New format and new role

Off-road triathlons are simply easier than dance steps for Middaugh.

He finally captured the great whale last year that he had been chasing for 15 years — the Xterra World Championship in Hawaii.

Having run (and swam and biked) down the ultimate goal, Middaugh finds himself in a new place.

“My ultimate goal is to repeat as world champion, but I’m also trying to take on the responsibilities of being the world champion,” he said. “I’m trying to do a bit more for sponsors and do more for the sport. I’m traveling to races I might have said no to in the past. I’m trying to say yes more.”

A busier schedule has affected his training, Middaugh said, but it might turn out well in the end.

That’s because the old Xterra America Tour is now the Xterra Pan-American Championship with nine regular season events scattered all around the hemisphere capped by the national championship in Ogden, Utah, in September.

Although only a triathlete’s best four results plus nationals go toward the season title, races in new places mean more competition and new courses, which Middaugh likes.

Middaugh is sitting in second place in the points, having recorded wins in Argentina, a new site, and at Oak Mountain in Alabama, previously known as Xterra Southeast, as well as a second-place finish in Costa Rica.

Middaugh trails Canada’s Karsten Madsen, 322-267, though the latter will not be competing this weekend in Beaver Creek.

Game plan meets reality

Whether it’s called the Xterra Mountain Championship, as it was in the past, or simply Xterra Beaver Creek, it’s a familiar track for Middaugh. It’s two laps or 1 mile in Nottingham Lake in Avon. The racers then hit the bikes for 15 miles, cycling up to Beaver Creek and then out to Arrowhead and back. The 6-mile run centers on the Centennial area with two figure-eight loops that have a total elevation gain of 1,000 feet.

Middaugh has a distinct home-lake/trail advantage, having trained up here for years and a game plan for each of the legs of the race. He wants to be within 1 minute, 30 seconds of the leaders after the swim, not his strength. Ideally, he catches the leaders on the first uphill on the bike and builds a lead and then maintains it during the run.

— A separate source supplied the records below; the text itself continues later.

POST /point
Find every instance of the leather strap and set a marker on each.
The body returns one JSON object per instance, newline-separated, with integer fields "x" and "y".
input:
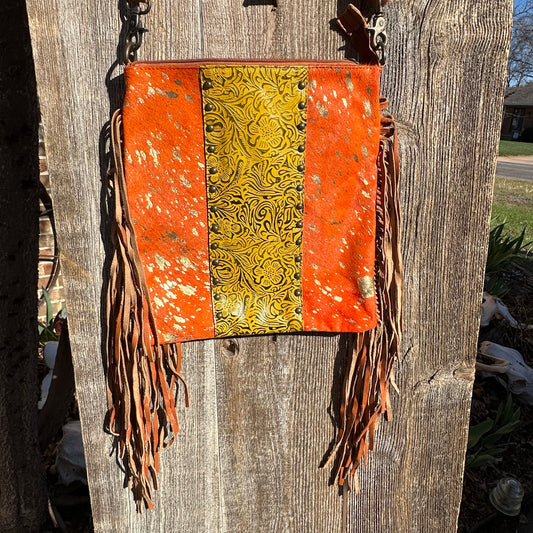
{"x": 355, "y": 26}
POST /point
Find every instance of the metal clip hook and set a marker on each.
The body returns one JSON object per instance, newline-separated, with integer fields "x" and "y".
{"x": 135, "y": 30}
{"x": 377, "y": 28}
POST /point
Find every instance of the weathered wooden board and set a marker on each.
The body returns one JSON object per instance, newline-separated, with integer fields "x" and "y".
{"x": 247, "y": 457}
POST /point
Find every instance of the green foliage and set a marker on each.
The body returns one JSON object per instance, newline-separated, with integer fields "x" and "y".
{"x": 46, "y": 330}
{"x": 485, "y": 444}
{"x": 502, "y": 253}
{"x": 502, "y": 248}
{"x": 510, "y": 148}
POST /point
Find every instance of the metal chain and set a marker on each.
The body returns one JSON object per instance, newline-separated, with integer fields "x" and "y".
{"x": 135, "y": 30}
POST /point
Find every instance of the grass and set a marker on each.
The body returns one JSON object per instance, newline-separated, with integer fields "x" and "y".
{"x": 515, "y": 148}
{"x": 513, "y": 204}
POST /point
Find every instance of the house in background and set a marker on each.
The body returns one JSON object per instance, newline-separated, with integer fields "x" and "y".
{"x": 517, "y": 111}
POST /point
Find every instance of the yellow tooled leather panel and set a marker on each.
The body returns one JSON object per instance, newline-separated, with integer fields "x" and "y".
{"x": 255, "y": 122}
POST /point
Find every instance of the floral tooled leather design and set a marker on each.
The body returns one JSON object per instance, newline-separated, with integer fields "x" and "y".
{"x": 255, "y": 122}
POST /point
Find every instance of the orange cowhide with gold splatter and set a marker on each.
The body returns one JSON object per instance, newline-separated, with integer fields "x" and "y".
{"x": 257, "y": 226}
{"x": 250, "y": 198}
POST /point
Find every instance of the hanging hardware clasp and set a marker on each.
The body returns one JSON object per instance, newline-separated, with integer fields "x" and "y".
{"x": 377, "y": 24}
{"x": 135, "y": 30}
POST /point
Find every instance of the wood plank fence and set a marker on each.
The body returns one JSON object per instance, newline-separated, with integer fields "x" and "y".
{"x": 247, "y": 457}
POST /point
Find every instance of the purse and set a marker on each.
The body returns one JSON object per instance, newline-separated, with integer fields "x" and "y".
{"x": 251, "y": 197}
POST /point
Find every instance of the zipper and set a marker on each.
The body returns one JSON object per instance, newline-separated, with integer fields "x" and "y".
{"x": 247, "y": 62}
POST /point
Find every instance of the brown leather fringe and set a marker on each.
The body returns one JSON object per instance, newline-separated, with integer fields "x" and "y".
{"x": 141, "y": 374}
{"x": 368, "y": 376}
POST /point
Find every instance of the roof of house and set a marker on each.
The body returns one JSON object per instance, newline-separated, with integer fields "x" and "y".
{"x": 519, "y": 96}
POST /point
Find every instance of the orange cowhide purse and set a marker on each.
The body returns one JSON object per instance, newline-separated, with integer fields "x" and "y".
{"x": 251, "y": 197}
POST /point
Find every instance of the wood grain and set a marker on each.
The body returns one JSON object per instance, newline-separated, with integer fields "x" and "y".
{"x": 248, "y": 454}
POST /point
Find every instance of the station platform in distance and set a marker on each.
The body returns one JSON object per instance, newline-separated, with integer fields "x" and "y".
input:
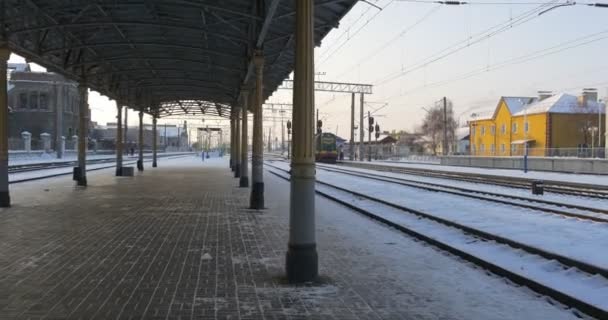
{"x": 178, "y": 242}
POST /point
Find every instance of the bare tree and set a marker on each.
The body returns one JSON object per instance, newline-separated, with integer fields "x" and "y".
{"x": 434, "y": 123}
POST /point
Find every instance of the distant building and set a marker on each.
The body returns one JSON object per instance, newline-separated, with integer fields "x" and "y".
{"x": 549, "y": 125}
{"x": 41, "y": 102}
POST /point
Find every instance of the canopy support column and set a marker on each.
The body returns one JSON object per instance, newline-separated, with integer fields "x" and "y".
{"x": 5, "y": 199}
{"x": 361, "y": 131}
{"x": 154, "y": 142}
{"x": 302, "y": 258}
{"x": 118, "y": 139}
{"x": 232, "y": 144}
{"x": 244, "y": 181}
{"x": 237, "y": 136}
{"x": 256, "y": 200}
{"x": 140, "y": 142}
{"x": 83, "y": 119}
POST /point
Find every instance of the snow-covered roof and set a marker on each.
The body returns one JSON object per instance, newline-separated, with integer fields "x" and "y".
{"x": 462, "y": 132}
{"x": 562, "y": 103}
{"x": 482, "y": 115}
{"x": 18, "y": 67}
{"x": 516, "y": 104}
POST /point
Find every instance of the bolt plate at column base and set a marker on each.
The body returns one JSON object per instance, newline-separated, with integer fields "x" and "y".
{"x": 244, "y": 182}
{"x": 76, "y": 173}
{"x": 302, "y": 263}
{"x": 5, "y": 199}
{"x": 82, "y": 181}
{"x": 256, "y": 200}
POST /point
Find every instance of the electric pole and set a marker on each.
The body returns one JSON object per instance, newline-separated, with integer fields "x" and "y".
{"x": 352, "y": 127}
{"x": 370, "y": 119}
{"x": 445, "y": 126}
{"x": 361, "y": 130}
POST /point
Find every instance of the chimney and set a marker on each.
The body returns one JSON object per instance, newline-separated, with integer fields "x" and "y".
{"x": 542, "y": 95}
{"x": 589, "y": 94}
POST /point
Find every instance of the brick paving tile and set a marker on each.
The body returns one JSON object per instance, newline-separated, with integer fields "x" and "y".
{"x": 178, "y": 242}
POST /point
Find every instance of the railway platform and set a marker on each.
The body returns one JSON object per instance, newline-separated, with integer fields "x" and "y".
{"x": 179, "y": 242}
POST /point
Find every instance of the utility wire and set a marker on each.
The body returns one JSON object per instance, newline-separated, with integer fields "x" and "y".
{"x": 392, "y": 41}
{"x": 463, "y": 44}
{"x": 567, "y": 45}
{"x": 327, "y": 49}
{"x": 354, "y": 33}
{"x": 523, "y": 3}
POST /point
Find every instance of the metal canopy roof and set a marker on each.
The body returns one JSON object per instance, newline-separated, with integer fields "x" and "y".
{"x": 175, "y": 56}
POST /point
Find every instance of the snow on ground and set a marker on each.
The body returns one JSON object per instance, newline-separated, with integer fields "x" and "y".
{"x": 542, "y": 175}
{"x": 592, "y": 289}
{"x": 128, "y": 161}
{"x": 46, "y": 159}
{"x": 569, "y": 199}
{"x": 404, "y": 274}
{"x": 577, "y": 239}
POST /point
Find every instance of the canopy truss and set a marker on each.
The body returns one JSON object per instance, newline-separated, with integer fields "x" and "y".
{"x": 163, "y": 56}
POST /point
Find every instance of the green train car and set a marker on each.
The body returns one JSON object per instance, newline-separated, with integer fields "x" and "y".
{"x": 326, "y": 149}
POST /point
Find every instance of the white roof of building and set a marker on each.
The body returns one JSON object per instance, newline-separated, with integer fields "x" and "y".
{"x": 482, "y": 115}
{"x": 462, "y": 132}
{"x": 516, "y": 104}
{"x": 562, "y": 103}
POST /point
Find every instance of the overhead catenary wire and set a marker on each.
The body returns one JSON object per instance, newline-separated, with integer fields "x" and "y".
{"x": 346, "y": 31}
{"x": 567, "y": 45}
{"x": 323, "y": 60}
{"x": 492, "y": 3}
{"x": 391, "y": 41}
{"x": 465, "y": 43}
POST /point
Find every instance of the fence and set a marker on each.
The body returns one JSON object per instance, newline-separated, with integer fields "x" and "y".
{"x": 545, "y": 152}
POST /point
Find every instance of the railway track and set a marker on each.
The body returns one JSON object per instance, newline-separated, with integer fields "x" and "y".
{"x": 500, "y": 255}
{"x": 579, "y": 211}
{"x": 559, "y": 187}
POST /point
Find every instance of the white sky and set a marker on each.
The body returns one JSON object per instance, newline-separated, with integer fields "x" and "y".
{"x": 367, "y": 56}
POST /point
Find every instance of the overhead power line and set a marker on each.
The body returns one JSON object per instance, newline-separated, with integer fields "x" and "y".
{"x": 391, "y": 41}
{"x": 465, "y": 43}
{"x": 492, "y": 3}
{"x": 567, "y": 45}
{"x": 322, "y": 60}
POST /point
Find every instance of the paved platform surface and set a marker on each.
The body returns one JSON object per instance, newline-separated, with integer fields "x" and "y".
{"x": 178, "y": 242}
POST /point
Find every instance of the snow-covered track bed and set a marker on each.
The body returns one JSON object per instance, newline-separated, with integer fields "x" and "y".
{"x": 572, "y": 282}
{"x": 553, "y": 186}
{"x": 534, "y": 203}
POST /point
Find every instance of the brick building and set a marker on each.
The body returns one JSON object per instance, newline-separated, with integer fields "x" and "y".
{"x": 41, "y": 102}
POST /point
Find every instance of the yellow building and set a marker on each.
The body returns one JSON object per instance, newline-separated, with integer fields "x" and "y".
{"x": 550, "y": 125}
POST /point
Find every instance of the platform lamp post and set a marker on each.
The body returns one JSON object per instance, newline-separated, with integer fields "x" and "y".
{"x": 526, "y": 139}
{"x": 369, "y": 140}
{"x": 377, "y": 128}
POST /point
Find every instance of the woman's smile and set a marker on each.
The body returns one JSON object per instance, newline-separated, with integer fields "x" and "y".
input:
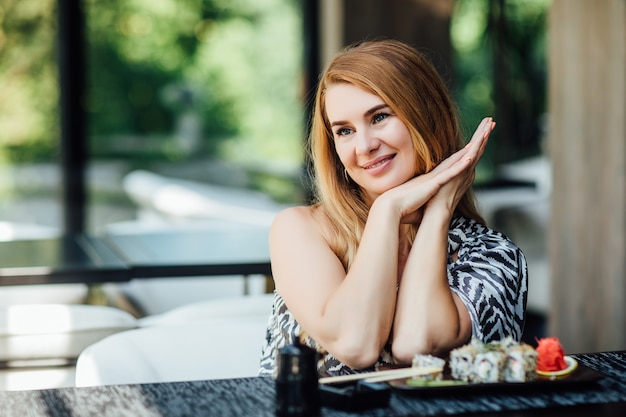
{"x": 371, "y": 141}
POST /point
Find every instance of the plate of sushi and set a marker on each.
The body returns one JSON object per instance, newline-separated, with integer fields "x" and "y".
{"x": 497, "y": 365}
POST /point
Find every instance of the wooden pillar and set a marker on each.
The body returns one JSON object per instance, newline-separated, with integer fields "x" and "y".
{"x": 587, "y": 147}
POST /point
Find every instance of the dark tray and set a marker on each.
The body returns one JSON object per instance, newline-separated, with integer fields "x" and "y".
{"x": 355, "y": 396}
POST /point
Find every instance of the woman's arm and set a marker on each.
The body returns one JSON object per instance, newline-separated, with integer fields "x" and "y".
{"x": 351, "y": 314}
{"x": 430, "y": 318}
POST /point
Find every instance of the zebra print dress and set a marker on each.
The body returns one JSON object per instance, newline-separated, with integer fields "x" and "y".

And that said, all these carefully laid plans went out the window from the start in last year’s race. Middaugh was 2:30 out after the swim, didn’t run down the leaders until the 11th or 12 mile of the bike leg and then held on for dear life in the end for his third straight win on his home course and fourth victory here in the past five years.

The field has a lot to do with that. It’s stacked. Branden Rakita is a familiar Xterra foe as is 2011 world-champ Michi Weiss. This race is also attracting on-road triathletes such as Greg Bennett and Ben Hoffman, just to name a few of those who will be pushing Middaugh to his limits.

“The way I approach it, I’ve got to pour everything into each discipline,” he said. “I’m going to have to rely on fitness. Sometimes, I have it. Sometimes, I don’t. But I’ve got to bring it.”